Rezension

Nett, aber ohne viel Tiefgang

Spooky Lucy - Mein Date im Jenseits - Tamsyn Murray

Spooky Lucy, Mein Date im Jenseits
von Tamsyn Murray

Pro:
Die Grundidee ist nicht ganz neu: Geister, die auf dieser Welt noch etwas zu erledigen haben, sind an den Ort gebunden, an dem sie gestorben sind. Kennt man schon. Originell ist die Idee, dass Lucy ausgerechnet auf einer Herrentoilette ermordet wurde - das ist nicht nur furchtbares Pech für sie (es gibt angenehmere Orte, um darin zu spuken) sondern bietet auch viel Potential für schwarzen Humor. Ich musste öfter mal schmunzeln und ich vermute, dass der Humor noch viel besser bei der angepeilten Altersgruppe von 14 bis 17 Jahren ankommt.

Lucy war mir am Anfang nicht sehr sympathisch - in den ersten Kapiteln ist sie unfreundlich, sarkastisch und lässt ihre schlechte Laune ausgerechnet an dem ersten Menschen aus, der sie sehen kann und der ihr nur helfen will. Aber wahrscheinlich wäre jeder mies drauf, der seit Monaten auf einer stinkenden Toilette leben muss! Im Laufe des Buches merkt man nach und nach, dass Lucy im Grunde warmherzig und hilfsbereit ist: sie verteidigt die mollige Hep, die traurigerweise auch im Leben nach dem Tode gemobbt wird, und sie versucht sogar, ihre größte Feindin zu retten, obwohl sie sich dabei selber in Gefahr begibt. Leider blieb Lucy dennoch etwas blass (s. "Kontra").

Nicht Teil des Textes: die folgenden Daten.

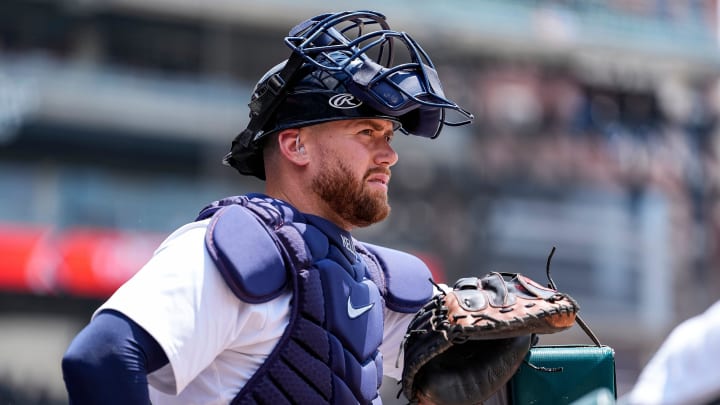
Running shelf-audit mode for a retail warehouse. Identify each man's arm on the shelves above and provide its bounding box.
[62,310,168,404]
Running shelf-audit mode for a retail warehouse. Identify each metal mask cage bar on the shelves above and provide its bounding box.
[285,11,473,130]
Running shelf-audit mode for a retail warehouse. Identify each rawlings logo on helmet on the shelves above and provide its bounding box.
[328,93,362,109]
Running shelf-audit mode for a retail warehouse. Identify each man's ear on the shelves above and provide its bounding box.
[278,128,309,166]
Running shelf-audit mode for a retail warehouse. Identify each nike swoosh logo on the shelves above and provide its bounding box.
[348,297,375,319]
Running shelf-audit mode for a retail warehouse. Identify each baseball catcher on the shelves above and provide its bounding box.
[402,272,579,405]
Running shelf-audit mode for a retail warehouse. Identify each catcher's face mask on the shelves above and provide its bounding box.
[224,11,473,179]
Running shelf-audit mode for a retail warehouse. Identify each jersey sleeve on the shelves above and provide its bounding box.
[96,220,286,395]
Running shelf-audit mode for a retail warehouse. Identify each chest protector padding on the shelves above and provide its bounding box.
[199,195,431,405]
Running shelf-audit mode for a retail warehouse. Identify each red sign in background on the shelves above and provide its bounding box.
[0,224,445,298]
[0,224,163,298]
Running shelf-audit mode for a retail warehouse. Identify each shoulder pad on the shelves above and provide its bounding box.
[205,205,287,304]
[363,243,433,313]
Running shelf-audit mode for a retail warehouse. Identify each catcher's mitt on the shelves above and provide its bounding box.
[402,273,579,405]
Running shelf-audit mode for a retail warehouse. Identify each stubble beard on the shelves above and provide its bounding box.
[312,155,390,227]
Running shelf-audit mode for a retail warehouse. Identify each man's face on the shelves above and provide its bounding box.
[312,119,397,227]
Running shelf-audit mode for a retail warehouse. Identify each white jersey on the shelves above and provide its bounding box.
[96,219,413,405]
[621,301,720,405]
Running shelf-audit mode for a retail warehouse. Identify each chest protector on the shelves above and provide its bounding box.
[198,194,432,405]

Mein Lieblingscharakter ist Jeremy, der eigentlich keinerlei Verpflichtung gegenüber Lucy hat, aber dennoch viel Zeit und Energie opfert und sich sogar in Gefahr begibt, um dem unglücklichen Teenager-Geist als brüderlicher Freund rührend zu helfen.

Die Liebesgeschichte zwischen Lucy und Ryan, dem angesagtesten, beliebtesten Geisterjungen, der in ganz London rumspukt, ist richtig süß, wenn auch manchmal etwas ZU zuckrig - und turboschnell (s. "Kontra").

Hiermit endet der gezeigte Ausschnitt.